The earliest usage of the ReLU activation that I've found is Fukushima (1975, page 124, equation 2). Thanks to johann to pointing this out. Fukushima also wrote at least one other paper involving ReLU activations (1980), but this is the earliest one that I am aware of. Unless I missed something, the function is not given any particular name in this paper. I am not aware of an older reference, but because terminology is inconsistent and rapidly changing, it's eminently possible that I've missed a key detail in an even older publication.
It is common to cite Nair & Hinton (2010) as the first usage of $f$. For example, Schmidhuber (2014) cites Nair & Hinton when discussing ReLU units in his review article. Certainly, Nair & Hinton's paper is important because it spurred the recent interest in using $f$ in neural networks, and it is the source of the modern nomenclature "rectified linear units." Nonetheless, the idea of using $f$ as an activation is decades older than the 2010 paper.

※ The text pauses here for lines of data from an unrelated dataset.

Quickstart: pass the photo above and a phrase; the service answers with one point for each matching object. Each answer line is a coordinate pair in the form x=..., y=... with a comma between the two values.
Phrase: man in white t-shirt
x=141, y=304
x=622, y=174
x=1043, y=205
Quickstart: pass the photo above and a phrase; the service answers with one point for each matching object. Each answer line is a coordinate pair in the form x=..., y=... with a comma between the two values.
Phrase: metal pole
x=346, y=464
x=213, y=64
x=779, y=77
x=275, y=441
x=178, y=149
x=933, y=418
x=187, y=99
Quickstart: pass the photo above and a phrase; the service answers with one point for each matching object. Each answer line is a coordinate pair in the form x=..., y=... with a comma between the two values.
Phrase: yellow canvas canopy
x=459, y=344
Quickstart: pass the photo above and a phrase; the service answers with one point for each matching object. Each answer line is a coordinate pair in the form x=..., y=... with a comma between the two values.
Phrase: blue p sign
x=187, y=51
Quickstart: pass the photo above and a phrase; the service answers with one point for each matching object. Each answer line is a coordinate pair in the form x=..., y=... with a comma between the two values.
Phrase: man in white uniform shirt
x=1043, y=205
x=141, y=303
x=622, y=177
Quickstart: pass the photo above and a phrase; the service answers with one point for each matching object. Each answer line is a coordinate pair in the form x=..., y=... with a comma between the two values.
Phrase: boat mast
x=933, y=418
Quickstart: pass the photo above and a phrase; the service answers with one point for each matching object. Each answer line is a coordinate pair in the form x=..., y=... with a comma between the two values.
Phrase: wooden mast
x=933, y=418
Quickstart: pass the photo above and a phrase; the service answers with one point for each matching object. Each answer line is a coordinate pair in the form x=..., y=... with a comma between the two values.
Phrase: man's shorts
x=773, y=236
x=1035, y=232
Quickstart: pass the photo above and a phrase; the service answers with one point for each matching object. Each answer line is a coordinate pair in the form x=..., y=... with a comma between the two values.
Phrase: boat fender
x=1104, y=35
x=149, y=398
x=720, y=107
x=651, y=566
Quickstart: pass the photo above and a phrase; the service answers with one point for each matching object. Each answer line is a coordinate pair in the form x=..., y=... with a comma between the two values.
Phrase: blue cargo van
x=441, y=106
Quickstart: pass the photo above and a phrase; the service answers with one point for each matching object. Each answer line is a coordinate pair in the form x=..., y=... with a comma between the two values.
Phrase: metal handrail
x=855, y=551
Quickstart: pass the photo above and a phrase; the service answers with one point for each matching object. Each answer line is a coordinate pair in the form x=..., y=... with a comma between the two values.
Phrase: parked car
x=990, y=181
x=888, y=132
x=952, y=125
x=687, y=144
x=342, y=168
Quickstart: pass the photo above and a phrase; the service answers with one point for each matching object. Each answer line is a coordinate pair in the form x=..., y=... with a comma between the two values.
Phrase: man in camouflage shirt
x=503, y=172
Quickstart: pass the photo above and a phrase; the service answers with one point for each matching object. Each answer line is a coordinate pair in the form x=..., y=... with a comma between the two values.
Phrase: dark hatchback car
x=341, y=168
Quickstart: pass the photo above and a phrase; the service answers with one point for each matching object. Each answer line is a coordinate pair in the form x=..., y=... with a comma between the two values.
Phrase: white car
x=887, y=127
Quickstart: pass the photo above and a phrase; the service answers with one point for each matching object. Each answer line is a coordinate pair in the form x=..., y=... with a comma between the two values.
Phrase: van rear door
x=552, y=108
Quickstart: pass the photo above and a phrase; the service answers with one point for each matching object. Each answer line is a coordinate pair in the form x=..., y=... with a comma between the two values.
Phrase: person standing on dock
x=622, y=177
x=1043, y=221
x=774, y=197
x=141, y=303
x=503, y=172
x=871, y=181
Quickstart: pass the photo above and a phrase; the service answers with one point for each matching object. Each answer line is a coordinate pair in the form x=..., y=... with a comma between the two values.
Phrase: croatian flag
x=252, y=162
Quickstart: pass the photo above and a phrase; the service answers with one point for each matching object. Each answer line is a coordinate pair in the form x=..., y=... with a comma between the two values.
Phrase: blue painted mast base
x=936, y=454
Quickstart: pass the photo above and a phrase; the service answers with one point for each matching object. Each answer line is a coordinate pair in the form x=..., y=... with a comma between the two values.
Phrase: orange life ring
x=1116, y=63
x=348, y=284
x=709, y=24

Incidentally, Hinton also coauthored a chapter in Parallel Distributed Processing in which $f$ was used in a neural network. In this paper, $f$ is called the "threshold function." However, this volume was published in 1986, eleven years after Fukushima's paper.
References
Jürgen Schmidhuber. "Deep Learning in Neural Networks: An Overview." 2014.
Fukushima, K. (1975). "Cognitron: A self-organizing multilayered neural network." Biological Cybernetics, 20(3-4), 121–136. doi:10.1007/bf00342633
Kunihiko Fukushima. "Neocognitron: A Self-organizing Neural Network Model for a Mechanism of Pattern Recognition Unaffected by Shift in Position." Biological Cybernetics. 1980.
D.E. Rumelhart, G.E. Hinton, and J.L. McClelland. "A General Framework for Parallel Distributed Processing" in Parallel Distributed Computing, Vol 1. 1986.
Vinod Nair, Geoffrey E. Hinton, "Rectified Linear Units Improve Restricted Boltzmann Machines" 2010.